Singapore is now the world’s most competitive economy after overtaking the United States, which was last year’s number one in the World Economic Forum (WEF)’s Global Competitiveness Index (GCI).
The annual GCI ranks 141 economies through 103 indicators organized into 12 pillars: institutions, infrastructure, information and communications technology (ICT) adoption, macroeconomic stability, health, skills, product market, labor market, financial system, market size, business dynamism, and innovation capability.
According to the index, Singapore earned an overall score of 84.8 in 2019, up from last year’s 83.5.
The city-state ranked first on three pillars: infrastructure, health, and labor market. It also came in second for institutions, product market, and financial system.
Singapore scored full marks on the pillar for health, which is an assessment of health-adjusted life expectancy.
The republic also scored close to full marks (99.7) on macroeconomic stability but was ranked 38th because 35 other economies, including Malaysia, scored a perfect 100.
The US, which remains the world’s most competitive large economy, saw its overall score decline from 85.6 in 2018 to 83.7 in 2019.
While the WEF acknowledged that the US “remains an innovation powerhouse” and the world’s second most competitive economy, it highlighted some trouble signs faced by the US economy.

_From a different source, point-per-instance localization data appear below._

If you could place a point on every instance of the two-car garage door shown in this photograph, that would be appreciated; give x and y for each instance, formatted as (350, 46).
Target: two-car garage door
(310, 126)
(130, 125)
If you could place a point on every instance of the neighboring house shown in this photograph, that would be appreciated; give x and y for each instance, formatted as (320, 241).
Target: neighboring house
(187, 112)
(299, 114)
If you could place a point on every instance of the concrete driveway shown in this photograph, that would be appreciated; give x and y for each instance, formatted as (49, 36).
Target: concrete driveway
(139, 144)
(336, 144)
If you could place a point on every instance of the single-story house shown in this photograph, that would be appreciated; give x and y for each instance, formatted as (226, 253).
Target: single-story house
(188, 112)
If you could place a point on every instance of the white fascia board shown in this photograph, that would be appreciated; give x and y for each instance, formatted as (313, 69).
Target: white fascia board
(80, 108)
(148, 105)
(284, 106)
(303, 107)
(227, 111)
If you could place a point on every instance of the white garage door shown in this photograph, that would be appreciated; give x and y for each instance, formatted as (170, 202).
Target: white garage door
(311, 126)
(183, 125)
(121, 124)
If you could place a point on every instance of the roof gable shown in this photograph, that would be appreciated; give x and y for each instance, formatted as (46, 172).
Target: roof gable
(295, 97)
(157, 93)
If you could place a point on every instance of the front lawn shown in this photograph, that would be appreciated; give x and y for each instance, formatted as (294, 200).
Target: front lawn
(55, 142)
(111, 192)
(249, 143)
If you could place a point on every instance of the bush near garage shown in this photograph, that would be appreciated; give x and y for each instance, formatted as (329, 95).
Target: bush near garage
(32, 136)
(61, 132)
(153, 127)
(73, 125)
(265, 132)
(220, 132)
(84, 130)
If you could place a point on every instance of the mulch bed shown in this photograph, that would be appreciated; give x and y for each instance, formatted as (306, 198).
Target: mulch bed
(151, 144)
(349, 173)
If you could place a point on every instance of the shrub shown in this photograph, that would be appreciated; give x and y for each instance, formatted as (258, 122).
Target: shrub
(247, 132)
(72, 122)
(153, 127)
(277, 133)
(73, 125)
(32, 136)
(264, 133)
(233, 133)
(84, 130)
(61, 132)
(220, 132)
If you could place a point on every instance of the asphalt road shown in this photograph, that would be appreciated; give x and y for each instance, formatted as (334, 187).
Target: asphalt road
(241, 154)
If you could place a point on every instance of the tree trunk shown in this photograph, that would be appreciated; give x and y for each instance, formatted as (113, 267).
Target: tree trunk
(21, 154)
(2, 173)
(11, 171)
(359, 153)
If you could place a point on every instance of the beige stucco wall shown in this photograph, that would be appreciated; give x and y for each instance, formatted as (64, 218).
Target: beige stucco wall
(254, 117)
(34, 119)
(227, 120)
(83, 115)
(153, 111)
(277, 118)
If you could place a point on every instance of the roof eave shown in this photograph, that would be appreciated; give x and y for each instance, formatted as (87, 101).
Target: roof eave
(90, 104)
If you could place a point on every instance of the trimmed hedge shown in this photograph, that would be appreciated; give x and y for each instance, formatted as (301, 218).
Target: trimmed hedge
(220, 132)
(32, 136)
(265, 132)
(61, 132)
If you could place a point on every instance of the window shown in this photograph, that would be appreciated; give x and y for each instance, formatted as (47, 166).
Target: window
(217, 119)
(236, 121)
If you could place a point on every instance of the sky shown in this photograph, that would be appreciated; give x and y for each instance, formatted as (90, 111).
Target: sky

“There are no two ways (about) it. It is important to ensure the countries are being open to trade,” said Saadia Zahidi, a WEF managing director, when asked to comment on the repercussions of the tariffs levied by the Trump administration.
Nevertheless, the US ranks first on the pillar of business dynamism and second on the innovation capability pillar.
At the third place on the GCI is Singapore’s longtime rival Hong Kong, which saw its ranking rise one spot with an improved score of 83.1 from 82.3 in 2018.
In May this year, Singapore was also named the world’s most competitive economy, surpassing Hong Kong and the US in the World Competitiveness Ranking compiled by Swiss business school IMD.
The most improved economy in the WEF’s index this year was Vietnam, which rose ten places from 2018 to the 67th spot this year.
On average, the 141 economies scored a meager 61 points over 100. “This global competitiveness gap is of even more concern as the global economy faces the prospect of a downturn,” the WEF said.
Despite that, some of this year’s better performers – including Singapore and Vietnam – appear to be benefiting from trade tensions through trade diversion, the WEF added.
In a statement, the WEF conceded that the last ten years saw global leaders take rapid action to mitigate the worst of the financial crisis. However, it argued that this alone has not been enough to boost productivity growth.
Noting that monetary policies are running out of steam, the WEF urged policymakers to revisit and expand their toolkit to include a range of fiscal policy tools, reforms, and public incentives.